CAMILLE : Bonjour, cousin ; j'ai cru m'apercevoir, à tort ou à raison, que vous me quittiez tristement ce matin. Vous m'avez pris la main malgré moi, je viens vous demander de me donner la vôtre. Je vous ai refusé un baiser, le voilà.
(Elle l'embrasse) .Maintenant, vous m'avez dit que vous seriez bien aise de causer de bonne amitié. Asseyez-vous là, et causons. ( Elle s'assoit).
PERDICAN : Avais-je fais un rêve, ou en fais-je un autre en ce moment ?
CAMILLE : Vous avez trouvé singulier de recevoir un billet de moi, n'est-ce pas ? Je suis d'humeur changeante ; mais vous m'avez dit ce matin un mot très juste : « Puisque nous nous quittons, quittons-nous bons amis. » Vous ne savez pas la raison pour laquelle je pars, et je viens vous la dire : je vais prendre le voile.
PERDICAN : Est-ce possible ? Est-ce toi, Camille, que je vois dans cette fontaine, assise sur les marguerites comme aux jours d'autrefois ?
CAMILLE : Oui, Perdican, c'est moi. Je viens revivre un quart d'heure de la vie passée. Je vous ai paru brusque et hautaine ; cela est tout simple, j'ai renoncé au monde. Cependant, avant de le quitter, je serais bien aise d'avoir votre avis. Trouvez-vous que j'aie raison de me faire religieuse ?
PERDICAN : Ne m'interrogez pas là-dessus, car je ne me ferai jamais moine.
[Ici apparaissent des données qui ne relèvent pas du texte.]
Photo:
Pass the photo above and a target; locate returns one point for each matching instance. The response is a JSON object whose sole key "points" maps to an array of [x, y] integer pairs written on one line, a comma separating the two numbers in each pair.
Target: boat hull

CAMILLE : Depuis près de dix ans que nous avons vécu éloignés l'un de l'autre, vous avez commencé l'expérience de la vie. Je sais quel homme vous êtes, et vous devez avoir beaucoup appris en peu de temps avec un cœur et un esprit comme les vôtres. Dites-moi, avez-vous eu des maîtresses ?
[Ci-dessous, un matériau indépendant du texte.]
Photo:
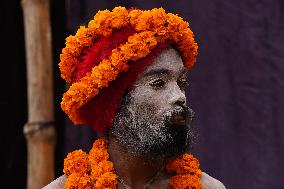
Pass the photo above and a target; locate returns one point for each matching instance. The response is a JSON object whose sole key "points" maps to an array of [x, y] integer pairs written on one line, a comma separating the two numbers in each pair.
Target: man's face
{"points": [[153, 120]]}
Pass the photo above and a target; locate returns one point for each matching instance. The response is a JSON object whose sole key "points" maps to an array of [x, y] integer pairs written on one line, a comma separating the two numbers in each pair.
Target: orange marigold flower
{"points": [[78, 181], [152, 27], [101, 168], [107, 180], [185, 182], [76, 162]]}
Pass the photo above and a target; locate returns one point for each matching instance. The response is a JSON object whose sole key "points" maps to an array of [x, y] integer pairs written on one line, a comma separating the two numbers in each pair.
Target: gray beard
{"points": [[143, 134]]}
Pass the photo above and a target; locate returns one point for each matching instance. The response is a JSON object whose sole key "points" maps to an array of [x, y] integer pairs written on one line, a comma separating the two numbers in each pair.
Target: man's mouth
{"points": [[180, 116]]}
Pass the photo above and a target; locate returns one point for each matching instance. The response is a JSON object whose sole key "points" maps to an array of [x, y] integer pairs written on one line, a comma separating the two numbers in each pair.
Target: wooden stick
{"points": [[39, 130]]}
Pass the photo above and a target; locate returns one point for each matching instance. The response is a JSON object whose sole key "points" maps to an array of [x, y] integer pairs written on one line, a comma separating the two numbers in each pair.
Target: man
{"points": [[142, 113]]}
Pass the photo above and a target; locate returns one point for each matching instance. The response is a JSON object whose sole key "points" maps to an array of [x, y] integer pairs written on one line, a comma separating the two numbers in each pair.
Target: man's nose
{"points": [[177, 96]]}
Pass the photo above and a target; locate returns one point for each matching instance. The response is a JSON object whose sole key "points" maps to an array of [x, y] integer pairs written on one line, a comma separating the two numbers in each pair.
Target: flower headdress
{"points": [[144, 31]]}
PERDICAN : Pourquoi cela ?
CAMILLE : Répondez-moi, je vous en prie, sans modestie et sans fatuité.
PERDICAN : J'en ai eu.
CAMILLE : Les avez-vous aimées ?
PERDICAN : De tout mon cœur.
CAMILLE : Où sont-elles maintenant ? Le savez-vous
PERDICAN : Voilà, en vérité, des questions singulières. Que voulez-vous que je vous dise ? Je ne suis ni leur mari ni leur frère ; elles sont allées où bon leur a semblé.
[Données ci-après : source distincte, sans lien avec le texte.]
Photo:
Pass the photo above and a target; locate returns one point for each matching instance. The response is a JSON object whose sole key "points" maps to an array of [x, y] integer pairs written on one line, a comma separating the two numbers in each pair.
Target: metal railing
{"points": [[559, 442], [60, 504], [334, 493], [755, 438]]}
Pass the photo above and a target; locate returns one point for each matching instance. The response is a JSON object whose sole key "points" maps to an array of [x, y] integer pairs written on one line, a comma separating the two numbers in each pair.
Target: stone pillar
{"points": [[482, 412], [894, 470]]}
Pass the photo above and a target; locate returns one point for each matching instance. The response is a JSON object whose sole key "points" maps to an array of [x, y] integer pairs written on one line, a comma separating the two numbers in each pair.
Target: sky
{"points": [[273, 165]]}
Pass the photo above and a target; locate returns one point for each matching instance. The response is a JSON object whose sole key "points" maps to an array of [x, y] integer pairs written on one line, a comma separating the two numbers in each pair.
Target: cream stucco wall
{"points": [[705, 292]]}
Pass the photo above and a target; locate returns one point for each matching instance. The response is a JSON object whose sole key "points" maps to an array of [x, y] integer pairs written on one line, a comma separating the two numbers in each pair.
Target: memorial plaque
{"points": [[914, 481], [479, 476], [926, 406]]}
CAMILLE : Il doit nécessairement y en avoir une que vous ayez préférée aux autres. Combien de temps avez-vous aimé celle que vous avez aimée le mieux ?
PERDICAN : Tu es une drôle de fille ! Veux-tu te faire mon confesseur ?
CAMILLE : C'est une grâce que je vous demande, de me répondre sincèrement. Vous n'êtes point un libertin, et je crois que votre cœur a de la probité. Vous avez dû inspirer l'amour, car vous le méritez, et vous ne vous seriez pas livré à un caprice. Répondez-moi, je vous en prie.
PERDICAN : Ma foi, je ne m'en souviens pas.
CAMILLE : Connaissez-vous un homme qui n'ait aimé qu'une femme ?
PERDICAN : Il y en a certainement.
CAMILLE : Est-ce un de vos amis ? Dites-moi son nom.
PERDICAN : Je n'ai pas de nom à vous dire, mais je crois qu'il y a des hommes capables de n'aimer qu'une fois.
CAMILLE : Combien de fois un honnête homme peut-il aimer ?
PERDICAN : Veux-tu me faire réciter une litanie, ou récites-tu toi-même un catéchisme ?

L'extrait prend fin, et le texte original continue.